Pasaron los años y las «experiencias de lujo» se fueron imponiendo al tamaño de las habitaciones o a las estrellas de los restaurantes. No bastaba con comer y beber bien, sino que era necesario un tema que sirviera de hilo conductor: las habitaciones debían incluir jacuzzi y piscina y el viaje se debía hacer en avión privado.
En el mar, los yates fueron creciendo de tamaño al tiempo que disminuía la cuenta corriente de los propietarios sin que a los emires del Golfo o, hasta hace poco, a los plutócratas rusos pareciera importarles. Más modestamente los amantes pudientes de los cruceros ya no se encontraban a gusto compartiendo espacio con otras miles de personas y se empiezan a esconder en yates más exclusivos para un centenar de personas gestionados por los expertos de las cadenas hoteleras más lujosas como Aman. Por 30.000 euros el que lo desee puede pasar una semana a bordo.
Parecía que el nuevo formato se había establecido, pero llegó la pandemia que aceleró, una vez terminada, una tendencia que no había podido explotar: a los ricos de verdad, que además se han hecho más ricos estos últimos años, ya no les interesa el aspecto físico de los hoteles o la comida de los restaurantes, ni siquiera el servicio. Ahora lo que importa es la exclusividad: algo que solamente los ricos de verdad puedan tener, no algo que esté al alcance de los que tienen unas docenas de millones.

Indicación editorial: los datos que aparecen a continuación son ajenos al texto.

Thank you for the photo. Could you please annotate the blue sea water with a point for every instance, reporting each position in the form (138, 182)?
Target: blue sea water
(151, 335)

Los viajes a la Antártida alojándose en tiendas de campaña y sufriendo los rigores climatológicos a cambio de soledad en la inmensidad del hielo -a partir de los 70.000 euros-, el viaje espacial -unos 200.000- o el más imponente de los conocidos hasta ahora: el viaje a las profundidades del mar por 500.000 y en algún caso, la experiencia última. Seguro que hay otros que son secretos, lo que permite cobrar un extra.
Todos tienen en común el lujo de la incomodidad y algunos el de la falta de espacio y es que los ricos de verdad no son blandengues, sino gente dura que disfruta del turismo de lujo allí donde otros solo ven sufrimiento.